What is Google Earth Engine?
Earth Engine is Google’s cloud-based platform for doing planetary-scale analysis and visualization of Earth Data. It allows its users to access large amounts of geospatial data, such as satellite imagery, while at the same time providing computation power to perform advanced data processing effectively at scale.
Earth Engine is accessible through a website and through a set of public APIs, which enables users to easily perform heavy processing and analytic tasks.

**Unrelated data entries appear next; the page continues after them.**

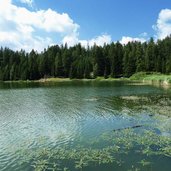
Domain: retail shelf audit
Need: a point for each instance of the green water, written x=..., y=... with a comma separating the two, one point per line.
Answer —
x=91, y=126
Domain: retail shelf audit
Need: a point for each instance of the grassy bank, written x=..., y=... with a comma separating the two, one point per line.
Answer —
x=152, y=77
x=141, y=76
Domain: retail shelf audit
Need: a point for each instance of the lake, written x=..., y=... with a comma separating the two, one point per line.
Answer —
x=90, y=126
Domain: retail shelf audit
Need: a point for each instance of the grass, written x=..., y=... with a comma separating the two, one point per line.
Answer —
x=154, y=77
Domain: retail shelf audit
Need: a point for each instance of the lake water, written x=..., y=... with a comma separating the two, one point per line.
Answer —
x=91, y=126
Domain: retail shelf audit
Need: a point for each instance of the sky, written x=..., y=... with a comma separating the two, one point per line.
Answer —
x=37, y=24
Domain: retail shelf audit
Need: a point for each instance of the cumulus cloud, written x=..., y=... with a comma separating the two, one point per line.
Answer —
x=99, y=40
x=163, y=26
x=21, y=28
x=28, y=2
x=125, y=39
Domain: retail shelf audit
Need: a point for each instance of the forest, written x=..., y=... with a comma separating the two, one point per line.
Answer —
x=112, y=60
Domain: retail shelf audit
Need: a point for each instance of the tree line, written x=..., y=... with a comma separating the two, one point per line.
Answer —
x=112, y=60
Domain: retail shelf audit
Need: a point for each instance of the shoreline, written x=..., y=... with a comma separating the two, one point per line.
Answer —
x=150, y=79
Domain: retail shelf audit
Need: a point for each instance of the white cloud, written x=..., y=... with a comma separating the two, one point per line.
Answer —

This platform contains a large amount of remote sensing data, more than 700 public datasets. Every month more than one petabyte of data is added to the platform. It currently contains more than 70 PB of data, allowing the monitoring of the Earth’s surface up to 50 years back in time
The data catalog houses a large repository of publicly available geospatial datasets. It includes observations from satellite and aerial imaging systems both in optical and non-optical wavelengths, weather and climate forecasts, land cover, socio-economic and other datasets. The data is already preprocessed and in a ready-to-use form that removes many barriers associated with data and infrastructure management; this allows users to spend less time downloading data and managing infrastructure and more time on data analysis. Additionally, users can also upload and use their own private data, in conjunction with what is available.
An example of what can be found on the platform is the Landsat data. The Landsat program refers to a series of satellite missions that are managed by both the US Geological Survey and NASA. These satellites are able to track land use efficiently and can indicate land change resulting from climate change, urbanization, and other natural and human factors since 1972.

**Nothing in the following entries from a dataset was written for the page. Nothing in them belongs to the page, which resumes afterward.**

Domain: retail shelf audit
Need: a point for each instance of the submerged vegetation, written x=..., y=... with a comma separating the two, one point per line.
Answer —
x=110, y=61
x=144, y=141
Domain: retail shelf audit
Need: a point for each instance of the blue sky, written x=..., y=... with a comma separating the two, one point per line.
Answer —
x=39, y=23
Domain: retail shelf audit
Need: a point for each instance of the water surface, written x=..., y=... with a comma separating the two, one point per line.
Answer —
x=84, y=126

Another remarkable set of available data refers to Sentinel missions, a constellation of satellites developed by the European Space Agency to operationalize the Copernicus Earth Observation Program. Sentinel-1A and 1B provide all-weather radar images, Sentinel-2A and 2B high-resolution optical images, Sentinel-3 ocean and land data suitable for environmental and climate monitoring.
There are plenty of other available data sets. To name a few:
- Land and sea surface temperature products derived from several spacecraft sensors
- Long-term climate predictions derived from climate models
- Weather datasets describing forecasted and measured conditions over short periods of time, including precipitation, temperature, humidity, and wind, and other variables
- Digital elevation models describing the shape of Earth’s terrain
- Land cover maps describing the physical landscape in terms of land cover classes such as forest, grassland, and water
- Night-time satellite imagery
- Maps of vegetation indices
Understanding what information in the Earth Engine catalog is required to perform your analysis is crucial. Note that the characteristics of these public data sets vary significantly. Some data is being collected on almost a daily basis, such as atmosphere quality information from Sentinel-5P. Other datasets offer a “snapshot” at a specific time, such as Gridded Population Density of the World, which is updated every 5 years.
There are data sets, like from the Landsat missions, that span decades to the past. There are also image collections from newer image providers that can’t offer these time-series analysis capabilities.
Some datasets cover the whole globe but are limited to a coarse spatial resolution, while others cover specific countries or even smaller areas but provide finer details. For example, one pixel of a 180-km-wide Landsat image corresponds to a ground square with a 30m side; on the other hand, one pixel of a 2330-km-wide Terra/Acqua MODIS image corresponds to a ground square with a 500m side.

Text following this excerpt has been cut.